For most teams, "agent in the cloud" is the default. For banks, defence contractors, regulated healthcare and a long tail of regulated industries, it is not an option. Here is the working on-prem agent stack in 2026 and the honest trade-offs against SaaS.
Why on-prem at all
Three drivers, in declining order of frequency:
- Data residency / sovereignty — the data legally cannot leave a jurisdiction or a network.
- Latency — for sub-100ms agent responses inside a closed network.
- Risk posture — the security team will not approve any external dependency.
If none of those apply, do not go on-prem. The total cost is 2–4x SaaS for the same capability.
The on-prem stack
Five layers:
- Model serving — vLLM, TGI, or a vendor-provided enterprise stack. Mistral, Llama, and select Anthropic models available for on-prem licensing in 2026.
- MCP infrastructure — internal self-hosted registry, a gateway, the servers themselves.
- Memory layer — Postgres + pgvector or a self-hosted vector DB. See persistent memory architecture.
- Observability — Langfuse or self-hosted Phoenix. See observability platforms.
- Identity — your existing IdP, with agent SSO patterns.
Every layer has a SaaS analogue; pick the on-prem one only where required.
Hardware sizing
For a 50-developer engineering org running a coding agent on-prem:
| Component | Spec | Notes |
|---|---|---|
| Inference servers | 4–8x H100 or equivalent | Sized for Sonnet-class models |
| Memory DB | 32 GB RAM, 1 TB SSD | Postgres + pgvector |
| Observability | 16 GB RAM, 500 GB SSD | Langfuse-style stack |
| Gateway/auth | 8 GB RAM | Stateless, scales horizontally |
Roughly $250k–$500k upfront capex, 25% annually for ops. SaaS equivalent: $50k–$120k/yr opex.
Model choice
Three viable paths in 2026:
- Open-weight models (Llama, Mistral, DeepSeek) — full control, weaker on agentic tasks than frontier models.

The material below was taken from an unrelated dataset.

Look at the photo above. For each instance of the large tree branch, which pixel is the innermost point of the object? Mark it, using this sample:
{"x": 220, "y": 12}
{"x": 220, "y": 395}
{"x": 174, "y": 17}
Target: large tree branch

- Vendor on-prem (Anthropic Enterprise, Google Distributed Cloud) — better quality, strict licensing.
- Hybrid — on-prem for sensitive prompts, SaaS for public-data prompts.
Hybrid covers most regulated orgs without paying the full on-prem tax everywhere.
Networking
The agent network must be:
- Air-gappable if your sector requires it. See air-gapped deployment.
- Egress-controlled so internal MCP servers cannot reach the public internet by default.
- mTLS everywhere between agent host, gateway, and MCP servers.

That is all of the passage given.